New report shows significant growth in Northern Ireland's private sector during 2018

The annual business inquiry measures the size and performance of the north’s non-financial business economy
Ryan McAleer

A SIGNIFICANT part of the north's economy grew by eight per cent last year.

The annual business inquiry measures the size and performance of the north's non-financial business economy.

It estimated the value of this sector economy increased by £1.77bn during 2018 to £23.8bn.

The sectors analysed include businesses across the production, construction, distribution and services industries, it accounts for roughly two-thirds of the north's total economy.

It doesn't take into consideration public sector bodies.

The retail and wholesale trade, which comes under the distribution header, recorded approximate gross value added (aGVA) growth of £613 million (12 per cent), while the construction sector grew by £309m (12.8 per cent).

The Northern Ireland Research and Statistics Agency (NISRA), measures aGVA by subtracting what businesses spend on things like materials and services from its income.

Total turnover within the north's non-financial business economy increased 3.5 per cent to £68.4bn, while purchases rose 4.5 per cent to £45.88bn.

In its report, NISRA said that while growth in turnover and purchases in the north is lower than that of the UK, overall aGVA grew at a higher rate here than the UK average (4.9 per cent).

However the report has flagged up a number of industries which appeared to shrink last year.

According to NISRA, AGVA for the north's manufacturing sector fell by £66m (1.4 per cent) last year, with the water supply and waste sector decreasing by £33m (4.1 per cent).

Chief economist at Grant Thornton, Andrew Webb described the annual business inquiry (ABI) as an important measure of economic activity.

“It is showing some highly impressive turnover and aGVA growth by Northern Ireland firms, particularly around retail, construction and office type jobs.

“Given the lag in the ABI (these figures are for 2018) this strong performance isn't a surprise,” he said.

“We've had a very long run of employment growth data that is much more up to the moment.

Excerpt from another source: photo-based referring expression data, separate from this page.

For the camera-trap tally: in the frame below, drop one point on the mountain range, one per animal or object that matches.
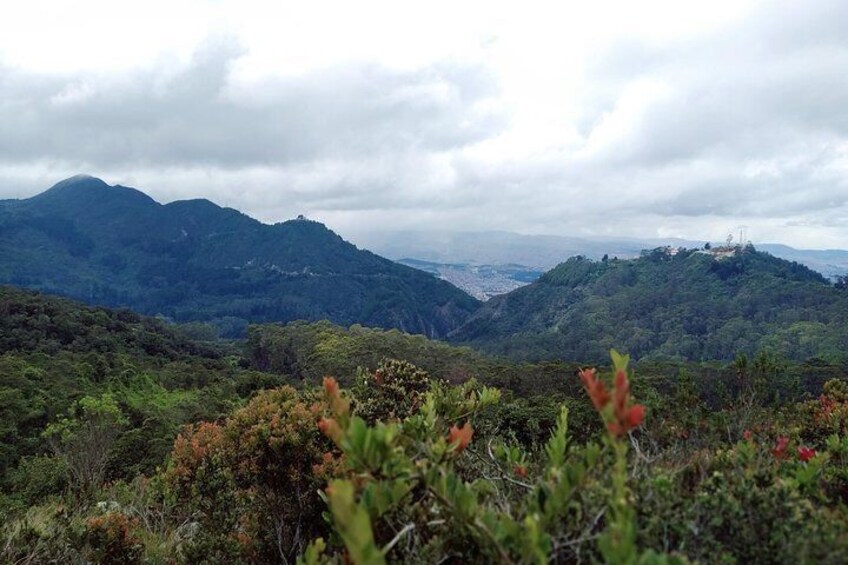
(194, 260)
(667, 304)
(482, 263)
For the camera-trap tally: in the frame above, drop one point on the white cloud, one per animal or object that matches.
(650, 118)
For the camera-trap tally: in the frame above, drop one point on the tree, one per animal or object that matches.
(83, 439)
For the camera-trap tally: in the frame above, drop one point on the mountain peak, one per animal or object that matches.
(88, 192)
(80, 181)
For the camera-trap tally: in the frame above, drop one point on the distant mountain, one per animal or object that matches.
(193, 260)
(685, 305)
(544, 252)
(503, 248)
(480, 281)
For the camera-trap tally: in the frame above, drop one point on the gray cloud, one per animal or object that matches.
(199, 117)
(744, 125)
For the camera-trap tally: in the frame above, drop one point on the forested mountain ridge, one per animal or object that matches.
(193, 260)
(689, 305)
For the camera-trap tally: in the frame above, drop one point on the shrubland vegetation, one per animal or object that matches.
(123, 440)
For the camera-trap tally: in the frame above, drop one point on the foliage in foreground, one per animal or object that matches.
(403, 467)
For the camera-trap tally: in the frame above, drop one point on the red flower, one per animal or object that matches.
(595, 388)
(460, 437)
(779, 450)
(635, 416)
(806, 453)
(331, 387)
(330, 428)
(624, 416)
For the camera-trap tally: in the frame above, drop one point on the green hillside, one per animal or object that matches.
(193, 260)
(687, 305)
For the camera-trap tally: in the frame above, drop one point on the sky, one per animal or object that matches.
(654, 118)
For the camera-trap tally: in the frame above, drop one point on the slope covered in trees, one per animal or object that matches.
(685, 305)
(193, 260)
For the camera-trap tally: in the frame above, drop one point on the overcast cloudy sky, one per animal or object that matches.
(650, 118)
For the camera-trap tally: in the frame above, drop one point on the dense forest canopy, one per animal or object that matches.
(668, 304)
(193, 260)
(126, 439)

It follows that job growth is being driven by the turnover and aGVA improvements noted in the annual business inquiry.”

However the economist said the hit to the north's manufacturing sector was a concern.

“In this sector turnover was down by two per cent.

“More worryingly, the cost of purchases the sector made was up 8.6 per cent.

“Understanding whether that is being driven by issues such as energy costs (as often cited) or other issues such as the weaker pound will be important to know so Northern Ireland can take action to remain competitive.”